Any suggestion? This distribution, according to Exercise 15.1.3 of Probability Theory by A. Klenke (3rd version), should be equal to the unconditional distribution of the ordered sample $(X_{2},...,X_{n})$. (For the ones checking the book, I reversed the notation).

Edit

Could it be something like the following equations based on the iid and “memoryless” properties of the sample?

$P[X_{(2)}-X_{(1)}<y_2,…,X_{(n)}-X_{(1)}<y_n| X_{(1)}=x_1]= \\= n! P[X_{2}-X_{1}<y_2,…,X_{n}-X_{1}<y_n| X_{1}=x_1]= \\=n!P[X_{2}<y_2+x_1,…,X_{n}<y_n+x_1| X_{1}=x_1]=\\=n!P[X_2<y_2]…P[X_n<y_n]$

Basically I am considering in the $n!$ permutation also the fact that the lowest observed value could come from any observation in the sample. Thus I condition on the (arbitrarily) first observation to be the lowest and no more on the minimum $X_{(1)}$. Before I tried to divide the joint density of the ordered statistics by the density of the minimum. Is my reasoning right?

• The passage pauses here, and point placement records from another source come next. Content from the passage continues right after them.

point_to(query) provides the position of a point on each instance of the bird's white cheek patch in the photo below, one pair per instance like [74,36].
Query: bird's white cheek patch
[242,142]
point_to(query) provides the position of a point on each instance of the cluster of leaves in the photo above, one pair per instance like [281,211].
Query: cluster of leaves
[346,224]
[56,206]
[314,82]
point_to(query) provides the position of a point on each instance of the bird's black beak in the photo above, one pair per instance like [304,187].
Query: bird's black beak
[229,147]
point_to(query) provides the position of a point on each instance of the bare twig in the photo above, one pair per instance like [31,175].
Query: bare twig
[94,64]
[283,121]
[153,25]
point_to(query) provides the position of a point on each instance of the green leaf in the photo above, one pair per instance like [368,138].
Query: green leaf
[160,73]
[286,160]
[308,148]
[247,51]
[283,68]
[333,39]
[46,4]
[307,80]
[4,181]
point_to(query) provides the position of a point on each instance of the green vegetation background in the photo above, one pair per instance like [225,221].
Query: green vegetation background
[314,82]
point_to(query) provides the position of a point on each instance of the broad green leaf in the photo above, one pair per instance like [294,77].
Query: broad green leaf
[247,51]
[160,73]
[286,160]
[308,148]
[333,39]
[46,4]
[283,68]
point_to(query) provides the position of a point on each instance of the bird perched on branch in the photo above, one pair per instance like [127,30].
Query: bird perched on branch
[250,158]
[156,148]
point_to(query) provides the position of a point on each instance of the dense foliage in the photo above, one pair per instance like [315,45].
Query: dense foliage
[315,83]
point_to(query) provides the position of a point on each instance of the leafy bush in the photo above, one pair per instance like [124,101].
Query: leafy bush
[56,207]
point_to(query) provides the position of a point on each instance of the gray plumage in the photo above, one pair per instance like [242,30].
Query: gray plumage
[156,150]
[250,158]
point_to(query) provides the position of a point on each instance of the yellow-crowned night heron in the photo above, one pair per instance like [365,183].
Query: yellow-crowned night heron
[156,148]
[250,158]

Edit https://math.stackexchange.com/a/4626276/1073326

Here @xzm solved it very clearly by suggesting that the unconditional distribution is related to ordering a sample of dimension $n-1$, if I understood properly.

Answer 1

For iid $(X_i)_{i=1}^n$ with $X_{i}\sim\text{Exponential}\left(i\right)$ according to this answer we can write: $$\left(X_{\left(1\right)},X_{\left(2\right)},X_{\left(3\right)},\dots,X_{\left(n\right)}\right)=\left(Y_{n},Y_{n}+Y_{n-1},Y_{n}+Y_{n-1}+Y_{n-2},\dots,Y_{n}+Y_{n-1}+Y_{n-2}+\dots+Y_{1}\right)$$ where the $(Y_{i})_{i=1}^n$ are independent and $Y_{i}\sim\text{Exponential}\left(i\right)$.

Then we have: $$\left(X_{\left(2\right)}-X_{\left(1\right)},X_{\left(3\right)}-X_{\left(1\right)},\dots,X_{\left(n\right)}-X_{\left(1\right)}\right)=\left(Y_{n-1},Y_{n-1}+Y_{n-2},\dots,Y_{n-1}+Y_{n-2}+\dots+Y_{1}\right)$$

Note that according to the same reasoning the random vector on RHS has the same distribution as: $$\left(Z_{\left(1\right)},Z_{\left(2\right)},\dots,Z_{\left(n-1\right)}\right)$$ if the $\left(Z_{i}\right)_{i=1}^{n-1}$ are iid with $Z_{i}\sim\text{Exponential}\left(1\right)$.

Moreover there is independence with respect to random variable $Y_n=X_{\left(1\right)}$ so that any conditions on $X_{\left(1\right)}$ do not affect the distribution of the random vector.